At each stage, the same pattern holds: the developer’s job moves one level up the abstraction stack. You stop writing code and start writing tests. You stop writing tests and start writing specs. You stop writing specs and start designing harnesses. You stop designing harnesses and start designing the systems that improve harnesses.
This is what I mean by “the recursive developer.” The recursion isn’t just technical, agents calling agents calling agents. It’s professional. Each layer of capability you build makes you responsible for the next layer up. The developer who masters harness engineering in 2026 will be designing self-improving systems in 2027 and governing autonomous engineering teams in 2028.

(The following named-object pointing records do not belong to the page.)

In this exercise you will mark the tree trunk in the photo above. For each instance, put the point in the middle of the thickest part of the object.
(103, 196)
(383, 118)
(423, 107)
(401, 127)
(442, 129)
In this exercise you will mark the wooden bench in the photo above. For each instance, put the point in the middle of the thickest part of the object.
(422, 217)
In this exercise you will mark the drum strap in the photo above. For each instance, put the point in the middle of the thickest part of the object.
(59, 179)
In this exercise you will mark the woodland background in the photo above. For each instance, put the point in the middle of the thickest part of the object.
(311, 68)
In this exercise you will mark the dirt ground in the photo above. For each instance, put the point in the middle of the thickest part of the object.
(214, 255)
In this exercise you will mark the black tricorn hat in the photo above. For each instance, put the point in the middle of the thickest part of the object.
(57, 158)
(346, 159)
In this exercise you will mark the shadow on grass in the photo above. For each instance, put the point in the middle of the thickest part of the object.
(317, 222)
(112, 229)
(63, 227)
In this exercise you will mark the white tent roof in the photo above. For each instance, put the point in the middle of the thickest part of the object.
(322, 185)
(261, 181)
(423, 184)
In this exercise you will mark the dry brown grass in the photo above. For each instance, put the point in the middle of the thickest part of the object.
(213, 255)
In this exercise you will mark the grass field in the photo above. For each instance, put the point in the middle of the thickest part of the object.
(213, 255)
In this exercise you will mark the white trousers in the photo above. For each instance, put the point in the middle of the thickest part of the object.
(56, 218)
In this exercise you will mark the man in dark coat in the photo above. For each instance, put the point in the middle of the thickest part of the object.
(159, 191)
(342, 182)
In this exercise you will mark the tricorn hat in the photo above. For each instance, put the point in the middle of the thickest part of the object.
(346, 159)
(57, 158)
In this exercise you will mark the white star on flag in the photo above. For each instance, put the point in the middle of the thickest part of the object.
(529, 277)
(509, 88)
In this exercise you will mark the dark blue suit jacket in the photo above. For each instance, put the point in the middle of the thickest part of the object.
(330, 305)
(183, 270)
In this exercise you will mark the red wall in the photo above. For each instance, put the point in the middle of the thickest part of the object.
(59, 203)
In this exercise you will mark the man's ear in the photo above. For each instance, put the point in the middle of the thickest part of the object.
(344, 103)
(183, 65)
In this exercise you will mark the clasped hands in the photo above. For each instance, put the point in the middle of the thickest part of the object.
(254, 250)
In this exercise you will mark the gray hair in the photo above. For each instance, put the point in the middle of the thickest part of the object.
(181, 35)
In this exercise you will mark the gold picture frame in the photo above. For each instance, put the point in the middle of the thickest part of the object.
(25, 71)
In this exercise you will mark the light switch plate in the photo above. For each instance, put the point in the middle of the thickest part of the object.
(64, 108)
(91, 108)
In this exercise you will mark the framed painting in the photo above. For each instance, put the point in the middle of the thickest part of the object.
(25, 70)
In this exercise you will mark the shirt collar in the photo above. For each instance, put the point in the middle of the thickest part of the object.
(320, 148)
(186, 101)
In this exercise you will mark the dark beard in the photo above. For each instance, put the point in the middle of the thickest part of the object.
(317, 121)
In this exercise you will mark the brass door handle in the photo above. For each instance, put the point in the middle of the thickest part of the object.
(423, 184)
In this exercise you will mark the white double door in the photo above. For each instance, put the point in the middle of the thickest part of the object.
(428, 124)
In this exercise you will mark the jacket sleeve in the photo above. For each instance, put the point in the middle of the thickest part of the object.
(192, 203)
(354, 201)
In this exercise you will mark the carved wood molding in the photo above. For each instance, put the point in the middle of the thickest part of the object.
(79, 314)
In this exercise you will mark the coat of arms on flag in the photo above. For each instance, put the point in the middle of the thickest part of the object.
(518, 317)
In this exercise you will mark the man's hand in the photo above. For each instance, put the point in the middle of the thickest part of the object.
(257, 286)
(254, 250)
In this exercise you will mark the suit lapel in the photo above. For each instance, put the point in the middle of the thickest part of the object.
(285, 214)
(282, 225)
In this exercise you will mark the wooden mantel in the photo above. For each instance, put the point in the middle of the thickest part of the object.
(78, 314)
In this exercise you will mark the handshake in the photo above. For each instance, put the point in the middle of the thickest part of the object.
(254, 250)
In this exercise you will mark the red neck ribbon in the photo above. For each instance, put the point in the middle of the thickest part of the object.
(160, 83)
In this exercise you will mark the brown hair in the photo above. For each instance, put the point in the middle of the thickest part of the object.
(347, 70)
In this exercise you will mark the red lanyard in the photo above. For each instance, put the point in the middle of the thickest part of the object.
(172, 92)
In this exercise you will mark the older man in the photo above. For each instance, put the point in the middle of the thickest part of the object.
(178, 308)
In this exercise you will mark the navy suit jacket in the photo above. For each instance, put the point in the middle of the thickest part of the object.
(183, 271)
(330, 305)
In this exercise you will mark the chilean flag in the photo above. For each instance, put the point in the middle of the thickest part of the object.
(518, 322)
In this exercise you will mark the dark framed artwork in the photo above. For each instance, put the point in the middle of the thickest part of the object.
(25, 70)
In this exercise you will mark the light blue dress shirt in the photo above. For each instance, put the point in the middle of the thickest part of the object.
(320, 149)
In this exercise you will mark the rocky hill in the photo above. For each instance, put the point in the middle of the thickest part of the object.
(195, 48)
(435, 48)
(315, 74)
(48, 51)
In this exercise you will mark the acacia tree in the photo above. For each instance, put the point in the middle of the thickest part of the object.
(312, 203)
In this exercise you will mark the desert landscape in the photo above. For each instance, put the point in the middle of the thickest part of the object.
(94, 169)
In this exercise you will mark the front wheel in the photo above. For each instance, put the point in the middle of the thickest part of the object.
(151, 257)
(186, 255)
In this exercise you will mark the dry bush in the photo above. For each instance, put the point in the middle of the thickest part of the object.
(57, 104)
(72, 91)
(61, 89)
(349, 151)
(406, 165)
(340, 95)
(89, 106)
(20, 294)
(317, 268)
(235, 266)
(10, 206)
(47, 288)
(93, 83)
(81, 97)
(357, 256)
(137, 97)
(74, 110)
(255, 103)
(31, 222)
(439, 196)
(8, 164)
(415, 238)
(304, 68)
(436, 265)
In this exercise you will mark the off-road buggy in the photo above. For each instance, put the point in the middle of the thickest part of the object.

The Competency Question, Revisited
In Post 2, I raised the concern that developers who outsource implementation stop building the skills to evaluate output. That concern doesn’t go away at this level. It gets sharper.
If you’re building a system that improves itself, you need to understand deeply enough to evaluate whether the improvements are actually improvements. A garbage collection agent that deletes “unused” code that’s actually called via reflection. A documentation updater that “corrects” a doc to match a bug rather than the intended behavior. An auto-applied linter rule that enforces a convention that made sense three refactors ago.
The recursive developer needs more judgment, not less. The abstraction goes up but the accountability doesn’t delegate.
This is why I keep coming back to the harness. The harness is the artifact of your judgment. The tests encode what you know about correctness. The CLAUDE.md encodes what you know about the system. The hooks encode what you know about risk. When the agent operates within that harness, it’s operating within the boundaries of your expertise. When the flywheel improves the harness, it’s extending those boundaries, but only if you’re reviewing the extensions with the same rigor you’d apply to any code review.